Disability income insurance
- enable the company to provide life insurance benefits to the owners/key people.
- provide executives with an after-tax bonus plan to meet the needs of key people who may not qualify as members of the “top hat group,” or who prefer not to have their benefits at risk with the future non-qualified plan “promise to pay.”
- provide life insurance to fund a buy-sell agreement between two or more parties, such as an owner and key employee.
- The disability of an owner can affect the business in three key ways: 1.) A disability can impact the owner’s ability to meet personal financial obligations; 2.) It can put at risk their ability to meet current business obligations; and 3.) It could affect the ability of the business to survive.
- Disability insurance can help the insured meet personal financial commitments in the event of a disability. And, it can help a business owner meet business overhead expenses and provide loan protection during their disability.

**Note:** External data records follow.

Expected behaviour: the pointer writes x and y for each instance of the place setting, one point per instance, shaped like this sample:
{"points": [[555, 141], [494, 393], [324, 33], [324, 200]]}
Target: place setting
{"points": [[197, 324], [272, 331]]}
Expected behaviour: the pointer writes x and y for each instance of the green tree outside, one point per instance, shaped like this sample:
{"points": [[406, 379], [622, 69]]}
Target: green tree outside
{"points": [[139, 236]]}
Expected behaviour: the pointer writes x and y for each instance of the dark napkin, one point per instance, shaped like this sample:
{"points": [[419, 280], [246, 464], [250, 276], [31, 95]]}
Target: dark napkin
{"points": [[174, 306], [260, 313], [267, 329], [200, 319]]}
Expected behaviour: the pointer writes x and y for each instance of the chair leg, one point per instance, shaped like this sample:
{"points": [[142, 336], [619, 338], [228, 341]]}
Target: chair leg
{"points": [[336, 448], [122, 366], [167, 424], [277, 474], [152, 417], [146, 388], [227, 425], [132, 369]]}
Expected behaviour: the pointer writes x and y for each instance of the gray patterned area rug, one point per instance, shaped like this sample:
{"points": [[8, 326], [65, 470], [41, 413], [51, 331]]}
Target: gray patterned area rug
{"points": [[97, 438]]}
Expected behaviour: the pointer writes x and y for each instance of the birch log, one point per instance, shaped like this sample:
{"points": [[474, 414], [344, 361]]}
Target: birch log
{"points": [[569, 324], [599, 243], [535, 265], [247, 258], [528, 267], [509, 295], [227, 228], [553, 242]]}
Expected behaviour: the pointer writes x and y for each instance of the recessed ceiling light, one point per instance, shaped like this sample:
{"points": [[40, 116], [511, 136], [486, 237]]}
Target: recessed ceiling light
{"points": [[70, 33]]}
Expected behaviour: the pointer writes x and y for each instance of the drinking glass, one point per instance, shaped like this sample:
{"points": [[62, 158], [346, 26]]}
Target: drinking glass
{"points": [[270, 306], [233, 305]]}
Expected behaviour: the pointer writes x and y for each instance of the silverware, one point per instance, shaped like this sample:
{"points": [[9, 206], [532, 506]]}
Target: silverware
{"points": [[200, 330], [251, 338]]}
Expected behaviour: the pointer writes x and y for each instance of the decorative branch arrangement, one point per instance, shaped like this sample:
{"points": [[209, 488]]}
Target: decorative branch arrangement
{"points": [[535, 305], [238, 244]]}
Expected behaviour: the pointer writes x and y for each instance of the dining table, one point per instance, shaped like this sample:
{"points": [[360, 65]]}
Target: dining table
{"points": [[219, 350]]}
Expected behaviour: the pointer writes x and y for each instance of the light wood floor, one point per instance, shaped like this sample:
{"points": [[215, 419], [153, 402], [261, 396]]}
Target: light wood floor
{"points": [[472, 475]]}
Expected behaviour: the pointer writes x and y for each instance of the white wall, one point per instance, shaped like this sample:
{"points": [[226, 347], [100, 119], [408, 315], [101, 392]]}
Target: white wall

Asset management, mutual funds and other securities
- An ESOP is not an estate planning technique; however, it creates liquidity from privately held illiquid stock that can be repositioned using all of the traditional estate planning tools like ILITs, charitable trusts, family limited partnerships, LLCs, GRATs and all of the variations of annuity trusts in order to accomplish the business owner’s estate planning needs.
Non-qualified executive benefit plans
- An ESOP provides a business owner with a mechanism to convert the equity in the business into cash. The business owner will need expert advice to invest the cash proceeds from the ESOP sale.
- Internal Revenue Code (IRC) 1042 allows the shareholder of a C corporation to defer the capital gains taxes due upon the sale of their shares. However, the IRC includes requirements and restrictions that must be followed during the reinvestment phase in order to preserve the capital gains tax deferral. Well-informed financial advisors can help the business reinvest their proceeds and preserve the capital gains tax deferral.
Qualified retirement plans
- An ESOP is a qualified plan. Therefore, all of the same contribution and benefit payment limits that apply to other qualified plans apply to ESOPs, as well.
- When an owner or owners of a business sell stock to an ESOP and elect to defer their capital gains taxes, IRC 1042 prohibits certain individuals from participating in the ESOP (family members and any other shareholder who own 5 percent or more of the company, for example). A non-qualified plan can help replace these lost benefits for these individuals.
- An ESOP is a qualified plan and can be combined with 401(k) plans or other defined contribution plans.